Press Story

Responding to today’s draft Scottish Government budget, Russell Gunson, Director of IPPR Scotland said:

"The Scottish Government has been able to lessen some of the cuts coming to Scotland, for one year at least, through increased taxes on larger businesses and on people buying second homes. However, many departments across Scotland are still facing significant cuts in real-terms.

"The draft Budget sets out increases in NHS spending and restates commitments to increase childcare and affordable housing. It also protects spending on police. However, other departments are facing real-terms cuts, with the biggest cuts potentially facing universities, prisons, legal aid, and local authorities who will see a cut of just under half a billion pounds in their day-to-day spending. With spending on schools and childcare coming from local authority budgets, a cut of this scale must be a big concern.

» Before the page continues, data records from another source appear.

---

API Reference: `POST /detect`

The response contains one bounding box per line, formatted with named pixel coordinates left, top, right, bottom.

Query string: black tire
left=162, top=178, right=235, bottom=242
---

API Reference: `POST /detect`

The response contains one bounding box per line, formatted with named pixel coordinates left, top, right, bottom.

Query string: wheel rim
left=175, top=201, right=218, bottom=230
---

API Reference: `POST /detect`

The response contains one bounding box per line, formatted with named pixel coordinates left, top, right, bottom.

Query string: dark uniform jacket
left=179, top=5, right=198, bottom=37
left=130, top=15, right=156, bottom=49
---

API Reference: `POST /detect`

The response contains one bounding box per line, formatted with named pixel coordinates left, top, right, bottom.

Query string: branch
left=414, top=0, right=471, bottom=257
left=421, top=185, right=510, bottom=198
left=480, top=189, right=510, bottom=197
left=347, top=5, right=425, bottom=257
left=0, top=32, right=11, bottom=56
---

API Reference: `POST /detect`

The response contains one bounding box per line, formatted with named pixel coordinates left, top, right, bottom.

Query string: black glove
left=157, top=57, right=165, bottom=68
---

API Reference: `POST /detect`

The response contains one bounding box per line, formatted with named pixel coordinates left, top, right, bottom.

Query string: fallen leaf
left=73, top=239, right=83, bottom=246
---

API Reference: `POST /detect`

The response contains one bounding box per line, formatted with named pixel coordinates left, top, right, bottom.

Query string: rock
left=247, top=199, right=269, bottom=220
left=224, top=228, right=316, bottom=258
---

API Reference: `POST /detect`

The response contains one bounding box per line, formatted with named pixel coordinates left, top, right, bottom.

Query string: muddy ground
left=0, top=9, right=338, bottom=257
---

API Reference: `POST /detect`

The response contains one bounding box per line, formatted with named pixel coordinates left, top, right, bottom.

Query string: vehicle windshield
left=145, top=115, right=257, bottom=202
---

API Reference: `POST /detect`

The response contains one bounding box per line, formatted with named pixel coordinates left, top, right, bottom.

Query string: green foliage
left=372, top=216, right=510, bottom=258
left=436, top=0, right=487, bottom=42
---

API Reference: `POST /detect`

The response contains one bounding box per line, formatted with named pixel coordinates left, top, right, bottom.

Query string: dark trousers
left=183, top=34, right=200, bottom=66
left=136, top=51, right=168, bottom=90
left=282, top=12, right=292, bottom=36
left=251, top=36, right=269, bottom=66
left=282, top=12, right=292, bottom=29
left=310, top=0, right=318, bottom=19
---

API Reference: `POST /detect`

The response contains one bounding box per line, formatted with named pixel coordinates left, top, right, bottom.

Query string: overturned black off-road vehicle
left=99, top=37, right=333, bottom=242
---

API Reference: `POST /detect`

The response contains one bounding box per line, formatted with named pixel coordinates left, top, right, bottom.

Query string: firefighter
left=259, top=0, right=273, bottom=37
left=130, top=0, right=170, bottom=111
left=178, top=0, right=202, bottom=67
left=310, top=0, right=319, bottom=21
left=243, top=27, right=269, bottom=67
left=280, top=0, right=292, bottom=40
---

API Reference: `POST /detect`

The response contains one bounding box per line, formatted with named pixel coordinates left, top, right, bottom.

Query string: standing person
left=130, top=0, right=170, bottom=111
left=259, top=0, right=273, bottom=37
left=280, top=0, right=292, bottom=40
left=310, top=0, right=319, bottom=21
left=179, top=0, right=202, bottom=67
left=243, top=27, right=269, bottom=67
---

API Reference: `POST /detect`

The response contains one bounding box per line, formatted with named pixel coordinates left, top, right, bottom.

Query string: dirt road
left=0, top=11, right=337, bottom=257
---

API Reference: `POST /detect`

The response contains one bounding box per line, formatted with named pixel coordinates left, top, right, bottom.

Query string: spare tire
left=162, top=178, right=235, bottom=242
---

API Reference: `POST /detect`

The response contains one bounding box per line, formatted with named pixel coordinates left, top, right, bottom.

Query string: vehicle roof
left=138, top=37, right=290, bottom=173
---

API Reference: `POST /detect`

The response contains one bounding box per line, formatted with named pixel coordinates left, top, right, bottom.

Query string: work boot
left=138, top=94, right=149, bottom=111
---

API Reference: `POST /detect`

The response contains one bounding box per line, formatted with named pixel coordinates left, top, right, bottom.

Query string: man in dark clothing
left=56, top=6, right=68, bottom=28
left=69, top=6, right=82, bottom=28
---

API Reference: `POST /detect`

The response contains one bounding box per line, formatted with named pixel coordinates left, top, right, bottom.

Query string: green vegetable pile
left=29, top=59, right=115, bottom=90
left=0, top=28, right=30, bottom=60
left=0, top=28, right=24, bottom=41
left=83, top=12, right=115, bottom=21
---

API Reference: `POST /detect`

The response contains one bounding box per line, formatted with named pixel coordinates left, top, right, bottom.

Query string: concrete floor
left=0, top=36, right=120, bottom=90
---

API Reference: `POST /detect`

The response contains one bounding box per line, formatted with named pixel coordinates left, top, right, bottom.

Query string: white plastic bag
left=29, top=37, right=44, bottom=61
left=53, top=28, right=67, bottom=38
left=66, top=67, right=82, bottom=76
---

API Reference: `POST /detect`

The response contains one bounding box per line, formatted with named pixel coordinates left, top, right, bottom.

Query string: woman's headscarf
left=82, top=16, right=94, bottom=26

"This budget is for one year, and John Swinney will need to repeat this scale of tax increase or spending cuts next year, and the years after. Reform of public services in Scotland looks to be high on the agenda, as John Swinney outlined.

"The cuts facing Scotland over the next five years will pose fundamental questions over the size and role of the state, and the route Scotland takes in the future. Without question, by the end of the next five years Scotland will have been reshaped in many important ways. How, in what way, and to what end, should be a decision and a debate that includes the widest and deepest range of voices in Scotland as possible."